Most helpful comment

There is a better sync procedure that does not involve downtime of the cluster as a whole, but you need to switch to the other master.

Node A is the one holding the most up to date data, node B is corrupt or simply a new node:

stop node B, remove its data and meta directories
start node B, let it sync with node A.
node A is now OUT_OF_SYNC wrt node B
switch your master service over to node B
stop node A, remove only it's meta folder
start node A, let it sync with node B
now both nodes will be SYNC again.
optional: switch master service back to node A

ghen2 on 3 Sep 2019

👍2

All 5 comments

When a node get into the OUT_OF_SYNC state, you must:

stop it
remove it's data and meta folder
restart it

Since you set those nodes as a master-master architecture, instead, you must:

stop old-server, new-server
remove the old's data and meta folder
remove the new's meta
restart the old and new.

ideawu on 29 Aug 2016

Just to sum-up the procedure, please be carefull where you remove the data from :)

First determine which node has correct/more recent data, we would call this node A.

Procedure for setting up replication:

make backup of both nodes (in case of failure, it may be helpful to recover data)
stop both nodes
delete data and meta folder on node B (example location of those folders is /data/ssdb/var)
delete meta folder on node A
start node A, and wait a moment till it rebuild meta folder
start node B
nodes are in sync when replication status read from command ssdb-cli -n info is SYNC (during synchronization state is COPY)
check log file for potential errors

sirkubax on 10 Jan 2017

👍1

Yes, making backups before any operation is a good practice.

ideawu on 13 Jan 2017

There is a better sync procedure that does not involve downtime of the cluster as a whole, but you need to switch to the other master.
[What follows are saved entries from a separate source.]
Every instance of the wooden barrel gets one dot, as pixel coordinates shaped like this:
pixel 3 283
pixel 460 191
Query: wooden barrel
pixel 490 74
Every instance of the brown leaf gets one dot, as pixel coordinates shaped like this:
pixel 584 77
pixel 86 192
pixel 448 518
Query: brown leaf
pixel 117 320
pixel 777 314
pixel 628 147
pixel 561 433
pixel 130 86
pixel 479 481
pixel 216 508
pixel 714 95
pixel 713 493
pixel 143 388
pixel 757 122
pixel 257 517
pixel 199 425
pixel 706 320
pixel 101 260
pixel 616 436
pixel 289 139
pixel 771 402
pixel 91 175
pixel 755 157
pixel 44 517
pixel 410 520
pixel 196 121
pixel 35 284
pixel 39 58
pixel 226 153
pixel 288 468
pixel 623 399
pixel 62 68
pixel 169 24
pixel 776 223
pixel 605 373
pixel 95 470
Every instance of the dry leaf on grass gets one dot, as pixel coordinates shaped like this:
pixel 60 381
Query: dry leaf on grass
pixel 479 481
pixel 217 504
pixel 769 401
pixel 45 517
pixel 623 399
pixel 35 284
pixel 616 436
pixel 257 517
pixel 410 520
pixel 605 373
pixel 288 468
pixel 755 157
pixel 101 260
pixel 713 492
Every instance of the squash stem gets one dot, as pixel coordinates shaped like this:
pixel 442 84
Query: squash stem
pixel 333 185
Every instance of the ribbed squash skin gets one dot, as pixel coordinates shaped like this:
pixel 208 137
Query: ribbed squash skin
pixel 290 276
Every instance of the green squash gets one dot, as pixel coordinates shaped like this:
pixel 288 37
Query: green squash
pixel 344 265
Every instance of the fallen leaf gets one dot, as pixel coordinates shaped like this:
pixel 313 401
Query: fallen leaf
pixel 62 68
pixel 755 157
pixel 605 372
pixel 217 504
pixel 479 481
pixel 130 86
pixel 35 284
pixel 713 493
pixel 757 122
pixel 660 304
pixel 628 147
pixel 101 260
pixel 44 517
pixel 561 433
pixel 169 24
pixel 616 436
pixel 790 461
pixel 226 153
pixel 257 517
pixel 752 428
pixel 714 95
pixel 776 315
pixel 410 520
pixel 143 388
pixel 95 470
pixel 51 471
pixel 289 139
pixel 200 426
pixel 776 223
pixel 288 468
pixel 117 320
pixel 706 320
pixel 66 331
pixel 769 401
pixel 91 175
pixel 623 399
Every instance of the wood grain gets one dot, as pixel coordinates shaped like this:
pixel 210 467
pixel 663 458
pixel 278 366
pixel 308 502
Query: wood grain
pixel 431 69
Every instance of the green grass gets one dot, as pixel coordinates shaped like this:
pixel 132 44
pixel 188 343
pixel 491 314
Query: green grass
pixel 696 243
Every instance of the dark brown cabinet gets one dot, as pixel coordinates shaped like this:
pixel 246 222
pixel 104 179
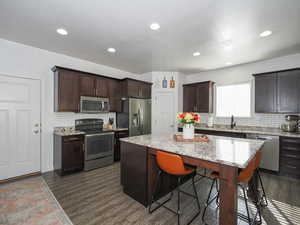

Node A is the one holding the most up to date data, node B is corrupt or simply a new node:

stop node B, remove its data and meta directories
start node B, let it sync with node A.
node A is now OUT_OF_SYNC wrt node B
switch your master service over to node B
stop node A, remove only it's meta folder
start node A, let it sync with node B
now both nodes will be SYNC again.
optional: switch master service back to node A

ghen2 on 3 Sep 2019

👍2

@geert-hendrickx-be your procedure seems good, however in usable scenarios in order to scale dynamically sometimes you want to add new nodes into existing clusters. In your example, if node B is a completely new node then node A still needs to be restarted in order to allow B to sync to it, because node A needs to know B in its configuration file and this requires a restart.